Pensions Policy
As of June 30, 2015, the most recent date for which an actuarial valuation is available, Mississippi's pension system for teachers is 60.4 percent funded, an increase of 2.7 percentage points since NCTQ's last report. Its current pension debt exceeds $32,400 per pupil throughout the state. It also has a 33.9-year amortization period. This means that if the plan earns its assumed rate of return of 7.75 percent and makes its full actuarially determined contribution payments, it would take the state 33.9 years to pay off its unfunded liabilities. Mississippi's amortization period exceeds the standard 30-year period and its funding level is too low. The state's system is not financially sustainable according to actuarial benchmarks.
In addition, Mississippi commits excessive resources toward its teachers' retirement system. The current employer contribution rate of 15.75 percent and the employee contribution rate of 9 percent are too high, in light of the fact that local districts and teachers are contributing an additional 6.2 percent to Social Security. While these rates allow the state to pay off liabilities under its current amortization schedule, it does so at a high cost, precluding Mississippi from spending those funds on other more immediate means to retain talented teachers.
Ensure that the pension system is financially sustainable.

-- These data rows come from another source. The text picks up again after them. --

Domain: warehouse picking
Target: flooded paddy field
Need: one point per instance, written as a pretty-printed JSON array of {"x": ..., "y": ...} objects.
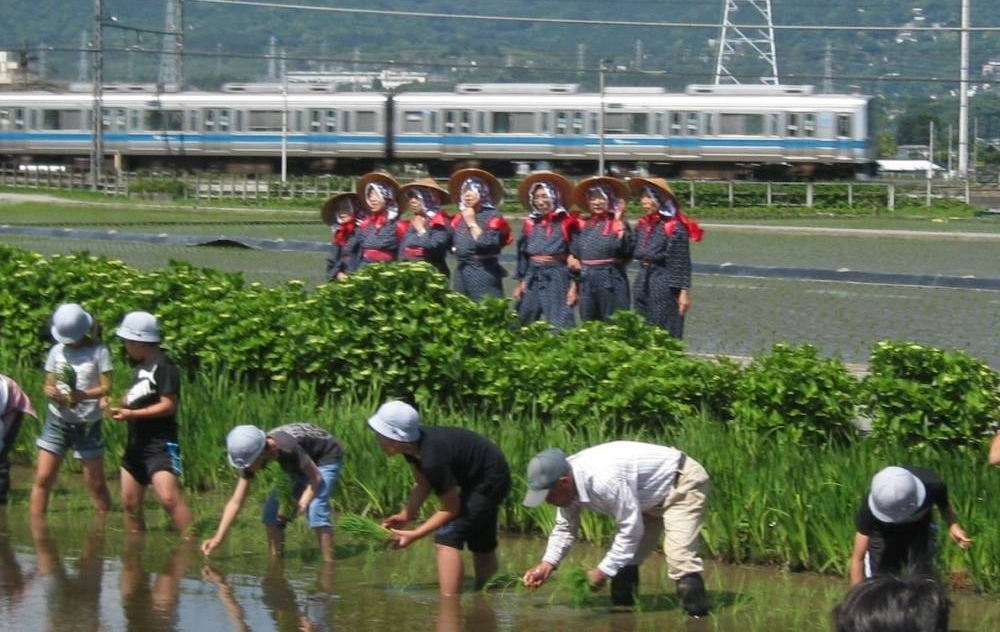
[
  {"x": 78, "y": 572},
  {"x": 736, "y": 314}
]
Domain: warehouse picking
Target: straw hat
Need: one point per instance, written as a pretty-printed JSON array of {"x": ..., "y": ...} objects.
[
  {"x": 579, "y": 196},
  {"x": 560, "y": 182},
  {"x": 426, "y": 183},
  {"x": 334, "y": 206},
  {"x": 460, "y": 176},
  {"x": 376, "y": 177},
  {"x": 636, "y": 185}
]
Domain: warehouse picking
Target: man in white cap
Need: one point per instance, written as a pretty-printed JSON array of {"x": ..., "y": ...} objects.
[
  {"x": 470, "y": 476},
  {"x": 895, "y": 531},
  {"x": 650, "y": 490}
]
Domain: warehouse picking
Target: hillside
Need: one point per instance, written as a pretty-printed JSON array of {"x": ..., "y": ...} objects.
[{"x": 228, "y": 42}]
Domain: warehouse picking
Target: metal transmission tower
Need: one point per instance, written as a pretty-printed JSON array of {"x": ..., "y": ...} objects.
[
  {"x": 754, "y": 32},
  {"x": 172, "y": 54}
]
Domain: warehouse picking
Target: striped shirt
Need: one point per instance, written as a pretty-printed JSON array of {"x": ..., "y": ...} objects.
[{"x": 622, "y": 479}]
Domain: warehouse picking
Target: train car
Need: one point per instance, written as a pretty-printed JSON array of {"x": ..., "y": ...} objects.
[
  {"x": 706, "y": 131},
  {"x": 235, "y": 131}
]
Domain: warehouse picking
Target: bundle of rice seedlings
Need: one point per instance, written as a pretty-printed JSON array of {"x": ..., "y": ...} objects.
[
  {"x": 575, "y": 582},
  {"x": 284, "y": 490},
  {"x": 364, "y": 528},
  {"x": 503, "y": 582}
]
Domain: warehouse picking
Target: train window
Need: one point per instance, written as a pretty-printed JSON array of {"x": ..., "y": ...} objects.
[
  {"x": 413, "y": 122},
  {"x": 265, "y": 121},
  {"x": 691, "y": 125},
  {"x": 118, "y": 118},
  {"x": 562, "y": 119},
  {"x": 792, "y": 124},
  {"x": 741, "y": 124},
  {"x": 364, "y": 121},
  {"x": 676, "y": 123},
  {"x": 62, "y": 119},
  {"x": 809, "y": 125},
  {"x": 844, "y": 125},
  {"x": 164, "y": 120}
]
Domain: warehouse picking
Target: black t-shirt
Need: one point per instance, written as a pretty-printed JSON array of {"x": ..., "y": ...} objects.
[
  {"x": 299, "y": 444},
  {"x": 152, "y": 380},
  {"x": 937, "y": 494},
  {"x": 455, "y": 457}
]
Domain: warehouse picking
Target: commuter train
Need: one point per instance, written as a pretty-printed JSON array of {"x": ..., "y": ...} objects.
[{"x": 707, "y": 131}]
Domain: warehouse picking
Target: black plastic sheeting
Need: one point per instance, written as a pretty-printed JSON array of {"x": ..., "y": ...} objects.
[{"x": 723, "y": 269}]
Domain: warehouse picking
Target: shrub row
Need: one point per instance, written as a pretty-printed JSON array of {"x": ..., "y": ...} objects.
[{"x": 398, "y": 330}]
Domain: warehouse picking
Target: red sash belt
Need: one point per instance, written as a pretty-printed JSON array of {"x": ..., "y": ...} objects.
[{"x": 374, "y": 254}]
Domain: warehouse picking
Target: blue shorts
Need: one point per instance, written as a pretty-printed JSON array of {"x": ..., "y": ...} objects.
[
  {"x": 58, "y": 435},
  {"x": 318, "y": 514}
]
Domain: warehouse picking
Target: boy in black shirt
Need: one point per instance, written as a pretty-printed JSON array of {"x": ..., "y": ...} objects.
[
  {"x": 152, "y": 454},
  {"x": 895, "y": 532},
  {"x": 470, "y": 476}
]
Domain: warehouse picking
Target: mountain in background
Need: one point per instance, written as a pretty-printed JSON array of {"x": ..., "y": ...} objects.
[{"x": 231, "y": 42}]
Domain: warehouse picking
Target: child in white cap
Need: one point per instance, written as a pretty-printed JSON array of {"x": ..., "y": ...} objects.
[
  {"x": 77, "y": 376},
  {"x": 152, "y": 452},
  {"x": 309, "y": 455},
  {"x": 895, "y": 530},
  {"x": 469, "y": 475}
]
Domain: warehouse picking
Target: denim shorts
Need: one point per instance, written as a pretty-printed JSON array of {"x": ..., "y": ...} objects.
[
  {"x": 58, "y": 435},
  {"x": 318, "y": 514}
]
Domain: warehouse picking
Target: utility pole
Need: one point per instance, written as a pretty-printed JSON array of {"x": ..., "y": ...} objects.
[
  {"x": 97, "y": 115},
  {"x": 963, "y": 96},
  {"x": 748, "y": 34}
]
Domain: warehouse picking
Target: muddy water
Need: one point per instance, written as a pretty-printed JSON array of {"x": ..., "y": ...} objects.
[{"x": 82, "y": 573}]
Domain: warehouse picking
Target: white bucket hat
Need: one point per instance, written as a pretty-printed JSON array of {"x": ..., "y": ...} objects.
[
  {"x": 139, "y": 327},
  {"x": 896, "y": 495},
  {"x": 244, "y": 444},
  {"x": 70, "y": 323},
  {"x": 396, "y": 420}
]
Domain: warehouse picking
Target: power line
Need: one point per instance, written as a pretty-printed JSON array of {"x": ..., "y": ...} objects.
[{"x": 580, "y": 22}]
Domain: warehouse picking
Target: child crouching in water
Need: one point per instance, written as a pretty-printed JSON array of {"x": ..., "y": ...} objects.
[{"x": 309, "y": 455}]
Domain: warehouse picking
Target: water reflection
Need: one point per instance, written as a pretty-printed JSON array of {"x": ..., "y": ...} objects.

The state would be better off if its system was over 95 percent funded to allow more protection during financial downturns. However, Mississippi should consider ways to improve its funding level without raising the contributions of school districts and teachers. In fact, the state should work to decrease employer contributions. Committing excessive resources to pension benefits can negatively affect teacher recruitment and retention. Improving funding levels necessitates, in part, systemic changes in the state's pension system. The goals on pension flexibility and pension neutrality provide suggestions for pension system structures that are both sustainable and fair.
Mississippi did not respond to repeated requests to review this analysis.